The day after I posted my source and description for arithmetic coding, I became unable to resist the temptation to bang out something on RLE. I had a few hours of "free time" and what better way to fill them than to publish an Run Length Encoding (RLE) implementation? And so my version 0.1 library was born.

Almost two years after that, I found myself discussing various RLE techniques, and the discussion touched on the PackBits technique. Thus the temption to bang out more on RLE arose. The result of that effort brings you rle-0.2, which provides support for traditional and PackBits styles of encoding and decoding.

As with my other compression implementations, my intent is to publish an easy to follow ANSI C implementation of a run length encoding (RLE) algorithm. Anyone familiar with ANSI C and RLE should be able to follow and learn from my implementation. I'm sure that there's room for improvement of compression ratios, speed, and memory usage, but this project is about learning and sharing, not perfection.

Click here for a link to my RLE source. The rest of this page discusses RLE and my implementation.


Algorithm Overview

Run length encoding stands out from other methods of compression. It does not try to reduce the average symbol size like Huffman coding or arithmetic coding, and it doesn't replace strings with dictionary references like Lemple-Ziv and Lemple-Ziv-Welch style coding. RLE replaces a string of repeated symbols with a single symbol and a count (run length) indicating the number of times the symbol is repeated.

Example:
The string:
"aaaabbcdeeeeefghhhij"
may be replaced with
"a4b2c1d1e5f1g1h3i1j1"

The numbers are in bold to indicate that they are values, not symbols.

If you count the before and after string size, you'll notice that RLE didn't make this string any smaller.
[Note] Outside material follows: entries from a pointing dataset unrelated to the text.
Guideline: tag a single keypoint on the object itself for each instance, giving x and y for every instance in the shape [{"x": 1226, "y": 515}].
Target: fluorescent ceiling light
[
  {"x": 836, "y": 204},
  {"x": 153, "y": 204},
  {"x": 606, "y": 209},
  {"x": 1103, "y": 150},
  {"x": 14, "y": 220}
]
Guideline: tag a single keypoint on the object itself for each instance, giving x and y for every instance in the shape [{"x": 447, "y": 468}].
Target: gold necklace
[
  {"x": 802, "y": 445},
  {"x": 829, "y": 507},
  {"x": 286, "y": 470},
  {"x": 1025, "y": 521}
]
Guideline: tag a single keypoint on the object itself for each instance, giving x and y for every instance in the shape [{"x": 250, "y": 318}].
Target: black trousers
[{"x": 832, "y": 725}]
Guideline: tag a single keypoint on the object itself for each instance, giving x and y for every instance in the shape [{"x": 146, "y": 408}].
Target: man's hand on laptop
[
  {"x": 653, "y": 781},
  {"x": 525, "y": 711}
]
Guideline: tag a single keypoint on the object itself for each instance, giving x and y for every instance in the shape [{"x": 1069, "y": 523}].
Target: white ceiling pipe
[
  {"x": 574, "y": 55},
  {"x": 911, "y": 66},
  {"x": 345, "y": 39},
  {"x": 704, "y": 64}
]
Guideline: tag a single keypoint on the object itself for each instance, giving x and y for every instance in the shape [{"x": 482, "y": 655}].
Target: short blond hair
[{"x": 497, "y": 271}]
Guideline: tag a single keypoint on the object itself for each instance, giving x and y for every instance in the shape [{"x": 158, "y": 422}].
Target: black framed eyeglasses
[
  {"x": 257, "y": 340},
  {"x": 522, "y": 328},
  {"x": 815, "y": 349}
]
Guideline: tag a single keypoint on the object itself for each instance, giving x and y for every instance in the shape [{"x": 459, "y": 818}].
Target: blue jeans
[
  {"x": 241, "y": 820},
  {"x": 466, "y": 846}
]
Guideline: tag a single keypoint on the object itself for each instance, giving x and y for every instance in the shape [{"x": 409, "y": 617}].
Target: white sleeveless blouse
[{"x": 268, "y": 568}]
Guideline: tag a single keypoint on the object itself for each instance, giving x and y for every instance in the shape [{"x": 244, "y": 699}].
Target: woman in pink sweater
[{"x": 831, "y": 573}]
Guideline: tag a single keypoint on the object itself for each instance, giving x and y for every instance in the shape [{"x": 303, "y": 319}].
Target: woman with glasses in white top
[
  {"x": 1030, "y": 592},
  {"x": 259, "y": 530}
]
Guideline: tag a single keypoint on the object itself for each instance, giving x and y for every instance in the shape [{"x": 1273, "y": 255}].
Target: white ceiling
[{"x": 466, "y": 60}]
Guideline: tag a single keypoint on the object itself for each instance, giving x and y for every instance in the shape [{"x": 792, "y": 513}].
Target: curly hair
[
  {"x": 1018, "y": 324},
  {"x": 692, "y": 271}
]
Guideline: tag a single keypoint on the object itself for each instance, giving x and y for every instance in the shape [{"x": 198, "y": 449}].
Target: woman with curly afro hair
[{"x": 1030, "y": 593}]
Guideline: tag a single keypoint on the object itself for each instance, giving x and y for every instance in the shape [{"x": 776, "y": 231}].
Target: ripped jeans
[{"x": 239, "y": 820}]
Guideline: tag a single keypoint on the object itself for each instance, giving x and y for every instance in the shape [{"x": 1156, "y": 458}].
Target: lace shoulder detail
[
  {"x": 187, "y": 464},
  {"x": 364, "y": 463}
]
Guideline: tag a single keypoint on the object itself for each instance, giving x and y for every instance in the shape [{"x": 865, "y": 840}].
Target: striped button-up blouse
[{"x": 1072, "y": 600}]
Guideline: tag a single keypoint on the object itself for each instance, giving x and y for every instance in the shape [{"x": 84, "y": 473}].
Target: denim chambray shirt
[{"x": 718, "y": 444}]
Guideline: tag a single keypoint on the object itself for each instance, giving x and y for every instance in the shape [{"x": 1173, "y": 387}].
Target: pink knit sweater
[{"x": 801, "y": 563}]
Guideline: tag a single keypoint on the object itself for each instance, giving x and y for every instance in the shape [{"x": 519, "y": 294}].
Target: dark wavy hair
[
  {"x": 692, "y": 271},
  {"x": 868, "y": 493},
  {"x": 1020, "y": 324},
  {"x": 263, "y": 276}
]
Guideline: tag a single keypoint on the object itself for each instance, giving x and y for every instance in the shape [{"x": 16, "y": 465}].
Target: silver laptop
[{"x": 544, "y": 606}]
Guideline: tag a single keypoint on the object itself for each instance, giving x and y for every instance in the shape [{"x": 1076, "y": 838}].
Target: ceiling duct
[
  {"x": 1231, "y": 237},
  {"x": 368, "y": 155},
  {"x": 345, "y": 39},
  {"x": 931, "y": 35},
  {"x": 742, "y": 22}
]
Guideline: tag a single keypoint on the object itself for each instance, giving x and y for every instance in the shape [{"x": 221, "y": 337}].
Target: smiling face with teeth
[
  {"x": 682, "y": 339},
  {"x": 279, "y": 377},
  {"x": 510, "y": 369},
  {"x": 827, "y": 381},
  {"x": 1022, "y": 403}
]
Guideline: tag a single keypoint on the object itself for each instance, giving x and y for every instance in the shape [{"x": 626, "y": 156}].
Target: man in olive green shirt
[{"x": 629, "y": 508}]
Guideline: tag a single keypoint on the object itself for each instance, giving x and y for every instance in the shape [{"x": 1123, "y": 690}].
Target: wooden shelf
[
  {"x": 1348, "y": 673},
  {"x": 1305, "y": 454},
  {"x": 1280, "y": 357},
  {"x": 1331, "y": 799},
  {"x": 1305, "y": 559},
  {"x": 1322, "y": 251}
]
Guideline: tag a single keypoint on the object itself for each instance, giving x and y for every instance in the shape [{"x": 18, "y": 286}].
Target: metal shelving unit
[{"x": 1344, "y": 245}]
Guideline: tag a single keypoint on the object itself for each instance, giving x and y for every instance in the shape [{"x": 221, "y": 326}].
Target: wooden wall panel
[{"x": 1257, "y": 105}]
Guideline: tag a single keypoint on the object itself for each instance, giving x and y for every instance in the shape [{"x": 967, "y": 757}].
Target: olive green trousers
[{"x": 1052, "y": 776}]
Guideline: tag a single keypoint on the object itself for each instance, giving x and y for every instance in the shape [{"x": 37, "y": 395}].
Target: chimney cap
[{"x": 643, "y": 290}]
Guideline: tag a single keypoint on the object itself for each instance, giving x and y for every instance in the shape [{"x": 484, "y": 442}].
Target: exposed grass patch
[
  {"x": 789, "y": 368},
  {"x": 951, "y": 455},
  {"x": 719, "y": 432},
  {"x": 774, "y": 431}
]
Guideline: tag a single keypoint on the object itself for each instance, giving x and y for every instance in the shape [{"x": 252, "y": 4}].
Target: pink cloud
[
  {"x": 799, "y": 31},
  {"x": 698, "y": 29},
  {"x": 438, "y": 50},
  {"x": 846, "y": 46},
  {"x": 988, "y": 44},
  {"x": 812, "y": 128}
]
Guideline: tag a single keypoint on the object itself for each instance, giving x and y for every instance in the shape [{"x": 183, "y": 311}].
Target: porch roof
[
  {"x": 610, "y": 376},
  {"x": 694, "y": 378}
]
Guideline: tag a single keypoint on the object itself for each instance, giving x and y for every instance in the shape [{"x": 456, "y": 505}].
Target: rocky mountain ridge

Part of the reason is because it now takes a symbol and a value to represent what used to take just single a single symbol.

One of the ways of preventing single symbols from expanding is to only apply coding to runs of more than one and use the run length to indicate the number of additional copies of the encoded symbol that are required. Ideally that would give us a string like this:
"a3b1cde4fgh2ij"

Now the string is shorter, but we have another problem. How do we know whether a symbol is being followed by another symbol or a run length? We could borrow a page out of LZSS and include an encoded/not encoded flag with each symbol. An other option is to follow each encoded symbol with a designated escape code that will indicate a run length follows.

The escape code solution is pretty easy to handle, except that you need to be able to make sure that the escape code doesn't occur in your uncoded input, or you need to be able to indicate if you're just handling a symbol that is the same as an escape code.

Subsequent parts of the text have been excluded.